2. quality evaluation
In order to ensure that the quality of high-purity trichlorosilane meets the requirements, avoid unqualified products entering downstream users, and cause pollution to the filling system, quality evaluation must be carried out before filling each batch of products. The evaluation method is as follows: the high-purity trichlorosilane product is vaporized and passed into the test furnace, followed by ultra pure hydrogen. In the test furnace, polycrystalline silicon rods with a diameter of about 20mm are grown by chemical vapor deposition.
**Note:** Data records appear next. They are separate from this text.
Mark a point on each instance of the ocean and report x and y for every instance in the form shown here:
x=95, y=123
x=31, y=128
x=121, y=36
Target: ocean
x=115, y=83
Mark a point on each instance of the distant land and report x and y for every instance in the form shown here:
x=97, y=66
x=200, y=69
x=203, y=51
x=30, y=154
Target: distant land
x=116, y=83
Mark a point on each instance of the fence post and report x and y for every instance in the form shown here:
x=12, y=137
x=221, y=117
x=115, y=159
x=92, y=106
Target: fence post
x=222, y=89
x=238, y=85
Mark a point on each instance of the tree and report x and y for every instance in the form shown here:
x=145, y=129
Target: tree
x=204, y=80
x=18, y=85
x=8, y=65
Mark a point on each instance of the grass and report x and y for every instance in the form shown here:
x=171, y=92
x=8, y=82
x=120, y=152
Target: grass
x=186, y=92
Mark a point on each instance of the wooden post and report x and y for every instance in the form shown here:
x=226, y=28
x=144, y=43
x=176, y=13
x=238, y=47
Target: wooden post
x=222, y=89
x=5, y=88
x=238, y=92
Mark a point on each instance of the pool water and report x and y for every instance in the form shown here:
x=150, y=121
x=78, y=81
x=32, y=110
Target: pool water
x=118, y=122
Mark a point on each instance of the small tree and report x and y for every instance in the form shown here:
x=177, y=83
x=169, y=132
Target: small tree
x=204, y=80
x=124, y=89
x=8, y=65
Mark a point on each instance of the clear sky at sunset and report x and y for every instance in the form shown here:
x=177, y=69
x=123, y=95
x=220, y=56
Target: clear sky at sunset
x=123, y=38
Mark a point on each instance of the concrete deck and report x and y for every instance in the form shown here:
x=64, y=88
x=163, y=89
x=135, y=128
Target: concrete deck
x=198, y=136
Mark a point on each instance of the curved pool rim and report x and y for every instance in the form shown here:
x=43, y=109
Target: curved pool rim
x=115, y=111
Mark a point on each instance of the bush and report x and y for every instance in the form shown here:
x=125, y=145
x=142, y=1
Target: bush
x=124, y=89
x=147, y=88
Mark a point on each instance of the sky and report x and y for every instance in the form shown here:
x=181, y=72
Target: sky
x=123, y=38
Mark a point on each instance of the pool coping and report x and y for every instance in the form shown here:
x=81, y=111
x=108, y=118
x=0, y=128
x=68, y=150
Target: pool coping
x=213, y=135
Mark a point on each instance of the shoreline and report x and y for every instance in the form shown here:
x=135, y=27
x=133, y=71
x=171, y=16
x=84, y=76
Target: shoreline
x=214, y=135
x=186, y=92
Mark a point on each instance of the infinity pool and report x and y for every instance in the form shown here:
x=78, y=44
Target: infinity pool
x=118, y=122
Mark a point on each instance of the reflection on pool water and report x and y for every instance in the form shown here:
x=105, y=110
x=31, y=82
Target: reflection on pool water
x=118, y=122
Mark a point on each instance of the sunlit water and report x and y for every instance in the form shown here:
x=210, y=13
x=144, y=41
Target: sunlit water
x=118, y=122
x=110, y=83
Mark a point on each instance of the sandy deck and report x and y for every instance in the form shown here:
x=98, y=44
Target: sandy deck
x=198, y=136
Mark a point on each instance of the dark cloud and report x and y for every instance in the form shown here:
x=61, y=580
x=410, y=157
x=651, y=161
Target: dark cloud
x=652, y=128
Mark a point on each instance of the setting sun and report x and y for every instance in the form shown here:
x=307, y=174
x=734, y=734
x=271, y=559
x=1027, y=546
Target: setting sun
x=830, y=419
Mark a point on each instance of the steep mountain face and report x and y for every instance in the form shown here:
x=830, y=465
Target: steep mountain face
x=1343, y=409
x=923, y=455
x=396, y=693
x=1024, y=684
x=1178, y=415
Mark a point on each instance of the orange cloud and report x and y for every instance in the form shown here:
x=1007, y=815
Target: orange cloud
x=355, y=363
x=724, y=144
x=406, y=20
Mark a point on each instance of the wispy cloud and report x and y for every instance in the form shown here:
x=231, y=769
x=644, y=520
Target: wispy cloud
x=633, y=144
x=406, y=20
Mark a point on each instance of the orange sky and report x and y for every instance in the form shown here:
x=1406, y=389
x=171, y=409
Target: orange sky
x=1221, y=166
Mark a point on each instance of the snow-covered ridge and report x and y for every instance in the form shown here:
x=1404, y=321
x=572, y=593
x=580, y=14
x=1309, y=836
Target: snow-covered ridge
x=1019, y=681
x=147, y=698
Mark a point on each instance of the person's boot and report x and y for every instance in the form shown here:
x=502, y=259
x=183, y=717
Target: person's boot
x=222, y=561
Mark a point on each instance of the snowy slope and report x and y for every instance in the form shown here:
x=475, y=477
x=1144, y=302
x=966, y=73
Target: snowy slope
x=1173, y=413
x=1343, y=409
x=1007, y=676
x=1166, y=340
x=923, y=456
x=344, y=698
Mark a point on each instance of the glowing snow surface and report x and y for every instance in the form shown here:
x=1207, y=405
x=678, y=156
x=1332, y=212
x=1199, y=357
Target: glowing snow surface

The polycrystalline silicon rods are sent to the laboratory to be drawn into monocrystalline silicon rods by zone melting single crystal furnace. After slicing, the donor and acceptor impurity content is determined by low-temperature Fourier transform infrared spectrometer, and the metal impurity content is determined by ICP-MS. Only after confirming that the impurity index meets the requirements can it be filled into the sales link.
epilogue
With the rapid development of China's integrated circuit industry, it is imperative to realize the localization of key basic material electronic grade trichlorosilane special gas. Some domestic enterprises, especially those with electronic grade polysilicon production technology, have mastered electronic grade trichlorosilane purification technology, but it is still urgent to establish quality control standards for filling and transportation process.